While the too-big banks have gotten even bigger, smaller community bankers are finding it increasingly tough to survive, in part because they must commit more of their limited resources to complying with new regulations stemming from the global near-meltdown. That has increased pressures on the owners and directors of small banks to sell out to their larger brethren, they say.
Indeed, many community banks are now too small to succeed.
"Regulatory burden is absolutely a factor for many smaller banks that are looking to exit," said Steven Gardner, president of Pacific Premier Bank in Irvine, Calif., which has acquired two failed banks and two open banks in the past two years.

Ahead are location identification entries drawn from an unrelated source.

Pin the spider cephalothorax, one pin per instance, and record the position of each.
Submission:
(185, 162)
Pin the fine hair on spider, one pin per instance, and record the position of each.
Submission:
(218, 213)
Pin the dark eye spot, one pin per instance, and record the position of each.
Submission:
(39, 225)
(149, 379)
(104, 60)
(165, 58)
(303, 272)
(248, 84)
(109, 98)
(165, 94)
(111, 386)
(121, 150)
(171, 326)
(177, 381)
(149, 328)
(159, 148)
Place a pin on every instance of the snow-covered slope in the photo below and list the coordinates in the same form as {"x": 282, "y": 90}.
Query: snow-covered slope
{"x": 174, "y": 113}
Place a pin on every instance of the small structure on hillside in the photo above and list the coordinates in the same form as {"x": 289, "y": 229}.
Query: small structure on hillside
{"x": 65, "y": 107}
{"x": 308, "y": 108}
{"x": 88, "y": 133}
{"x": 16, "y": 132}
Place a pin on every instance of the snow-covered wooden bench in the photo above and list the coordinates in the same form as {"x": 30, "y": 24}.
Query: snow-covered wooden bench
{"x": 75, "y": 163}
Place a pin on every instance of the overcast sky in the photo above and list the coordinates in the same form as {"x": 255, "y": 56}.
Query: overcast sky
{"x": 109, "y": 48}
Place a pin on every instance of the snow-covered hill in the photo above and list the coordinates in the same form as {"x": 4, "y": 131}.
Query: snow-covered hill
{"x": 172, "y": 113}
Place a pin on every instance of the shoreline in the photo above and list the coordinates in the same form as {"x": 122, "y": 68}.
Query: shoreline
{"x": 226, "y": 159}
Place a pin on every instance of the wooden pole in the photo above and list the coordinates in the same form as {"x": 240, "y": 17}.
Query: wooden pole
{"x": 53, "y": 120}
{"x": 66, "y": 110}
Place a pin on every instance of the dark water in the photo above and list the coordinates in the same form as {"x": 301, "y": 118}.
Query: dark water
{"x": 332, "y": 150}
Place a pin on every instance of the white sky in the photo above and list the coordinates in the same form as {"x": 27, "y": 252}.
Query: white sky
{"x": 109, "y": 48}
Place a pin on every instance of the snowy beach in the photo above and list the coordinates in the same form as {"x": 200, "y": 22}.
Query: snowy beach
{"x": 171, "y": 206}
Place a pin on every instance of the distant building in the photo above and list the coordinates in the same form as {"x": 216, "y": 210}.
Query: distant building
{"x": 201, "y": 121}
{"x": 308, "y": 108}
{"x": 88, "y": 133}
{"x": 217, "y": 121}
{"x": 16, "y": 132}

"And it's absolutely going to continue," said Gardner, whose bank, with 13 offices and $1.6 billion in assets, is scouting more acquisitions.
It's the latest chapter in a long decline in the number of U.S. banks. At the end of 2007, right after the financial crisis struck, the government insured 8,534 commercial banks and savings institutions — down 52 percent from 1984. As of Tuesday, the count was 6,926, down 19 percent since the crisis began.
Of the 1,608 banks that have disappeared since the financial crisis — most of them community lenders — nearly a third were shut down by regulators in the biggest rash of bank failures since the savings and loan debacle in the 1980s. The rest were attributed to consolidation as bigger banks gobbled up smaller players.
The irony is that community banks generally avoided the kind of subprime home lending that brought down the housing market and the economy. They left such risky mortgages to large national lenders.
Many others remain well-managed with profitable niches, analysts say. And they have shared some legacy problems from the financial crisis with larger banks, including weak loan demand in a sluggish economy and low interest rates that have pinched lending profits.